Ergui as sobrancelhas, surpreso.
Ficamos nos olhando. Apenas nos olhando. Em silêncio.
— Seus olhos me chamam... — confessei.
— Eu quero mergulhar nos seus — ela disse, baixinho. — Preciso desligar...
— Eu ainda estou aqui...
— Eu sei...
— Não se vá...
— Não vou...
Continuamos nos olhando, em silêncio. Um silêncio que reconstrói, que move montanhas, enquanto estamos nessa ponte invisível entre dois mundos.
Ao mesmo tempo, erguemos nossas mãos e nossos dedos tocam a tela — uma tentativa de tocarmo-nos.
Perco o ar. Perco o chão. O olhar dela é o fio que me guia de volta. Não sei de onde venho, mas sei que quero ficar.
Algo estranho acontece: uma lágrima solitária desliza pelo meu rosto.
Não sei se vejo bem, mas Camila limpa o rosto. Puxa uma respiração longa, profunda.
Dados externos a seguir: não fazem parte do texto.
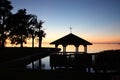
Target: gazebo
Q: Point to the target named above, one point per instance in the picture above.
(71, 39)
— Dorme... vou ficar te olhando — peço.
— Um anjo?
— Não... mas alguém que ficará.
Ela ajeita as mãos sob o rosto, deitada de lado no travesseiro.
— Até amanhã, Varuna.
Camila fecha os olhos, depois de arruma o celular de forma que seu rosto continue enquadrado.
— Até, minha menina...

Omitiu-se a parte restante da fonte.